Entertainment

'The Discovery': It Wouldn't Take Much to Trigger Mass Suicide

Robert Redford's new Sundance sci-fi film suggests humans don't like living much.

by Jordan Zakarin

When a story about the afterlife is presented as overt religious propaganda, like 2014’s Heaven Is for Real, I scoff and dismiss it out of hand. But add a little pseudoscience and substitute ambiguity and moral complications for absolute answers, and you’ve got me — and most mainstream critics and audiences — willing to go along for the ride … at least for a little while.

In the first scene of The Discovery, which premiered at Sundance on Friday night, the trailblazing Dr. Thomas Harbor (Robert Redford) says that while he can’t speak to the existence of souls, he can confirm the existence of some sort of afterlife. His research has indicated that our consciousnesses go to some different plane of existence after our bodies have expired; he can’t at all confirm that this new plane is any better than the one that we currently occupy, but the world is such a miserable place for so many that even a vague promise is enough to inspire mass suicide. Given what’s going on in the real world, it’s almost hard to blame them.

Two years after the Discovery, as it is known, more than four million people have taken their own lives, hoping for a better second act. It’s gotten so bad that Will (Jason Segel), Dr. Harbor’s son and former protégé/partner, is returning home to his father’s island laboratory in order to convince him to give up his work. On the way he meets a depressed woman named Isla (Rooney Mara), and soon after, saves her from her own suicide attempt.

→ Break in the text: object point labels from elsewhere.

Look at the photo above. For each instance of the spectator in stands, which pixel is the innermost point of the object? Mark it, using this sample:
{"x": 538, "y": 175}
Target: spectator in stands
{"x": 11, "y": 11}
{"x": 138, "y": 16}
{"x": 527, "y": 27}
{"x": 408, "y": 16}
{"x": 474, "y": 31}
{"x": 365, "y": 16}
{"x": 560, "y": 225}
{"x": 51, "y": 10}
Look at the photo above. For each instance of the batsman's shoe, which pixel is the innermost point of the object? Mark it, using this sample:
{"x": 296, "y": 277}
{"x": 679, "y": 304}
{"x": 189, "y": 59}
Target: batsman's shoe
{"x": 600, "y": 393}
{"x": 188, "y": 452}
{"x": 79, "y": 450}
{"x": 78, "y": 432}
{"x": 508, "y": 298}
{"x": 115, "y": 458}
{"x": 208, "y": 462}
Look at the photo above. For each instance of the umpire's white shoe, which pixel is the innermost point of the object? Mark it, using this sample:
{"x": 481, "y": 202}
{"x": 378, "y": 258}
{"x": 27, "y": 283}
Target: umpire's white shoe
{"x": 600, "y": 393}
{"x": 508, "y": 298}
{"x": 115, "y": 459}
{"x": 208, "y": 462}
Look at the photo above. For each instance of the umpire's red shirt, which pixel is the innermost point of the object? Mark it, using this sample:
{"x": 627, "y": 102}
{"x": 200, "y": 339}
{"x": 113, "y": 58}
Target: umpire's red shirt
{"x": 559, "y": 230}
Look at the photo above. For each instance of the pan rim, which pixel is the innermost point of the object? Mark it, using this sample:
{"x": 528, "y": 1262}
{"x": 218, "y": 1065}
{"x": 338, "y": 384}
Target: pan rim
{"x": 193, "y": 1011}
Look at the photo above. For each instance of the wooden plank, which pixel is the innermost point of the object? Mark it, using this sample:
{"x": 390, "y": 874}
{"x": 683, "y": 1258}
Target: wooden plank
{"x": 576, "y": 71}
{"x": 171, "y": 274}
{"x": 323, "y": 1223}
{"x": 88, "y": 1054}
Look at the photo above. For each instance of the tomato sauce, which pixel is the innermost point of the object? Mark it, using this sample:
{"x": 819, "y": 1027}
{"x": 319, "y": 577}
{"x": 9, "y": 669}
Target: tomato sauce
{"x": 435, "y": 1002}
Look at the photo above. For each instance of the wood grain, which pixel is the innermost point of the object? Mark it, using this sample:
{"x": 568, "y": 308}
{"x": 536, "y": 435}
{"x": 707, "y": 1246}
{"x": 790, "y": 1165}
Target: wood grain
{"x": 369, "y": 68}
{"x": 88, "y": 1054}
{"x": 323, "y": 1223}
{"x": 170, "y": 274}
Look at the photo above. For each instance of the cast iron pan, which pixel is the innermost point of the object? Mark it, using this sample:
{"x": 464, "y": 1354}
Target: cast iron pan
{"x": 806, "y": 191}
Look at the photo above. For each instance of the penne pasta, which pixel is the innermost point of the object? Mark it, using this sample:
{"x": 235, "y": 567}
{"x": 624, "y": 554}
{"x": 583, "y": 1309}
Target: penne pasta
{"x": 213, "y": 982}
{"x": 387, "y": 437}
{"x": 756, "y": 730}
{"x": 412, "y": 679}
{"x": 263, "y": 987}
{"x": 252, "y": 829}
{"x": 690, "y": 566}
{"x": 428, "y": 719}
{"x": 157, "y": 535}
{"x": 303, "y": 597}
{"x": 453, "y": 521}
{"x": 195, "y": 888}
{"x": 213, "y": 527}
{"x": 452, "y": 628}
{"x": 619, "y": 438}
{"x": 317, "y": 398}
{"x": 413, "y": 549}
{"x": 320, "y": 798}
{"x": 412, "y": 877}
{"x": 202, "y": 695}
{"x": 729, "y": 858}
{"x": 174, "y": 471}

Will discovers that his father, though still mild-mannered, has become almost a cult leader, with a gigantic fortress staffed by true believers who wear different colored jumpsuits. Many of them have failed several times at suicide, and working for Dr. Harbor gives them something to live for … though for many, that’s just potential access to inside information about what it’s like to be dead.

Dr. Harbor is working on the next phase of his life’s work: recording where the consciousness goes once it leaves the body. Like in their first film, the delightfully twisted relationship drama The One I Love, McDowell and writing partner Justin Leder don’t spend much time with explaining the fake science driving their stories; none of it is real, so why bother? All we get is a giant laboratory and a huge tangle of electromagnetic probes stuck atop a person’s head, which look a very sloppy version of Professor X’s Cerebro.

Despite Will’s doubts, they do discover some unsettling images being transmitted from the deceased’s consciousness, which creates their own second act mystery and play into a big third act twist. As the film goes on, Will and Isla — she’s come to live at the fortress — start to wonder if they’re seeing an afterlife at all, or just electrical pulses playing back different memories. That’s where things start to go off the rails a bit … and play into real-world controversies and a scientific debate that really shouldn’t exist at all.

People who have suffered near-death experiences have for hundreds of years claimed that they saw great visions in those momentary dalliances with mortality. For many, it was a simple white light; others experienced memories and fantasies scrambled together, mixing the deep recesses of their minds with hallucinatory visions. These were often interpreted as signs of a higher power, and some still believe that they are indeed proof of a heanly being. But science has more recently explained that it’s likely just the simultaneous firing of the sympathetic and parasympathetic nervous systems, which seems to only occur as bodies prepare for total shutdown.

This explanation does not get mentioned in The Discovery, which in fairness, makes no assertions of being factual or scientific. It walks a careful line there; McDowell said in the post-screening Q&A that they didn’t want to invoke religion, because it would bring up far too many confusing possibilities and questions, given the plethora of religious visions of the afterlife. The movie is meant to raise more philosophical questions of both the viewer and society at large. Would you kill yourself if you knew the afterlife was a true possibility? And should society work to stop people from making that decision for themselves?

The film doesn’t explore these questions enough, because it gets preoccupied with the relationship between Will and Isla, and the personal tragedies that animate their pasts … and futures. There is a cautionary element, as is the case with most science fiction films, but an unspoken suggestion is that we haven’t made life on this earth worthy of living when theres even a vague notion of an alternative.

The Discovery will hit theaters on March 31.